Nanoscale metal inclusions in or on solid-state dielectrics are an integral part of modern electrocatalysis, optoelectronics, capacitors, metamaterials and memory devices. The properties of these composite systems strongly depend on the size, dispersion of the inclusions and their chemical stability, and are usually considered constant. Here we demonstrate that nanoscale inclusions (for example, clusters) in dielectrics dynamically change their shape, size and position upon applied electric field. Through systematic in situ transmission electron microscopy studies, we show that fundamental electrochemical processes can lead to universally observed nucleation and growth of metal clusters, even for inert metals like platinum.
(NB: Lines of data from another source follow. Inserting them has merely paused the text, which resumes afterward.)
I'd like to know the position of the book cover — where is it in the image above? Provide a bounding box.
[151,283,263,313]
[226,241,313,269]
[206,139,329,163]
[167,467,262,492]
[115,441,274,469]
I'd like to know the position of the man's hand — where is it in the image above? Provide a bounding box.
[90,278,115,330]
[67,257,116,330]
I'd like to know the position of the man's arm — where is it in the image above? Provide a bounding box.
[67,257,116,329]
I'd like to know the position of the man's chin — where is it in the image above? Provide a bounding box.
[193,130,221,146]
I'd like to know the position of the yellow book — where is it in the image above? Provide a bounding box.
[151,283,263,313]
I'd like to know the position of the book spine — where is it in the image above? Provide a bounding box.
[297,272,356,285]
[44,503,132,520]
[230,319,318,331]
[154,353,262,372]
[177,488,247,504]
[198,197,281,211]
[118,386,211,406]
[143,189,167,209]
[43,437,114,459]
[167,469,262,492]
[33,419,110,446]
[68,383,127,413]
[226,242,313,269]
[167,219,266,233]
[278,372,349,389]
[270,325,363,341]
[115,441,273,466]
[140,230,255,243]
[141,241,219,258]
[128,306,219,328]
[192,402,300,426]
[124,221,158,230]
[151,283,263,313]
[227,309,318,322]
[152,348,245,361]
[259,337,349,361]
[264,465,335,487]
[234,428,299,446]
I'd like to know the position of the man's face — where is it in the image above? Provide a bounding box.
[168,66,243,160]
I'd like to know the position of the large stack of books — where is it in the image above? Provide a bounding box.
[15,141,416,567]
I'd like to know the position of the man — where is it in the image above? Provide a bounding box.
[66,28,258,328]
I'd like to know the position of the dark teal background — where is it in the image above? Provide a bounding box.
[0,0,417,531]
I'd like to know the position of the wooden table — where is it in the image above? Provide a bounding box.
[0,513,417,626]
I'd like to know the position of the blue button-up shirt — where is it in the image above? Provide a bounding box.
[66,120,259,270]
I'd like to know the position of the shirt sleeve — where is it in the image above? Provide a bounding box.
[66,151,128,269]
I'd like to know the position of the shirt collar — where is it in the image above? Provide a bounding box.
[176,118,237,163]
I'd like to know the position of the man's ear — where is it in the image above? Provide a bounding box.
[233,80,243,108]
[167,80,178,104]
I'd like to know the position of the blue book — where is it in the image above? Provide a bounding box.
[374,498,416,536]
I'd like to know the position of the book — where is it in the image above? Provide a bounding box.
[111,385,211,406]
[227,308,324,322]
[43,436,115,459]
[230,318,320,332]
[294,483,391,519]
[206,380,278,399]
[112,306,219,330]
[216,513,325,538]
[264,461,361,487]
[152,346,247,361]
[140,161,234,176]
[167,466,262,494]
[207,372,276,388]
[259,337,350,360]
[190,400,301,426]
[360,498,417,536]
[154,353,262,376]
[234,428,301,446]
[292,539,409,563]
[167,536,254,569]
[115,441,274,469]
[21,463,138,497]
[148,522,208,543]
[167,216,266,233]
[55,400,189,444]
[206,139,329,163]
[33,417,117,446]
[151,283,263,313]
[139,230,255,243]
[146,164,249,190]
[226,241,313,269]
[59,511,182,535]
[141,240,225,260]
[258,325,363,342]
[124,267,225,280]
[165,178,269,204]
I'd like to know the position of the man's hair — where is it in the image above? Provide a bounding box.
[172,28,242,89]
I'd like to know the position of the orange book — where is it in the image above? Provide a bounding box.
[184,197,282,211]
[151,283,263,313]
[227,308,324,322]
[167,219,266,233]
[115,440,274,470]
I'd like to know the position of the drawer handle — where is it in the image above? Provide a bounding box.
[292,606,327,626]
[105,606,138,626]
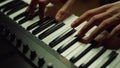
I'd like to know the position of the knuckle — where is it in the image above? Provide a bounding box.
[114,28,120,33]
[92,15,99,20]
[85,10,93,15]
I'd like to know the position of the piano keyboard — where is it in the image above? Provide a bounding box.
[0,0,120,68]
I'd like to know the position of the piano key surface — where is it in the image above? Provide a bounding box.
[0,0,120,68]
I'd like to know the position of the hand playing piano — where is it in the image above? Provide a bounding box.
[26,0,75,21]
[71,1,120,49]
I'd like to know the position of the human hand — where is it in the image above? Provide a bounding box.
[71,1,120,48]
[26,0,75,21]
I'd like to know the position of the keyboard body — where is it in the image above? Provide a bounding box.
[0,0,120,68]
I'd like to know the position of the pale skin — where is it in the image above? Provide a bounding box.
[71,1,120,49]
[26,0,120,49]
[26,0,76,21]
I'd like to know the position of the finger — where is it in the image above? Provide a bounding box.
[71,4,112,28]
[55,0,76,21]
[109,24,120,38]
[39,2,46,20]
[86,14,119,42]
[26,0,38,14]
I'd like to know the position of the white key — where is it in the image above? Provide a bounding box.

The clusters exhibit diverse dynamic behaviours governed by kinetic factors including ion mobility and redox rates, leading to different filament growth modes and structures in memristive devices. These findings reveal the microscopic origin behind resistive switching, and also provide general guidance for the design of novel devices involving electronics and ionics. Nanoscale metal inclusions play an important role in solid-state dielectric devices. Here, the authors demonstrate that these inclusions can change their shape, size and position in response to an applied electric field, and that electrochemical processes can lead to metal cluster nucleation and growth.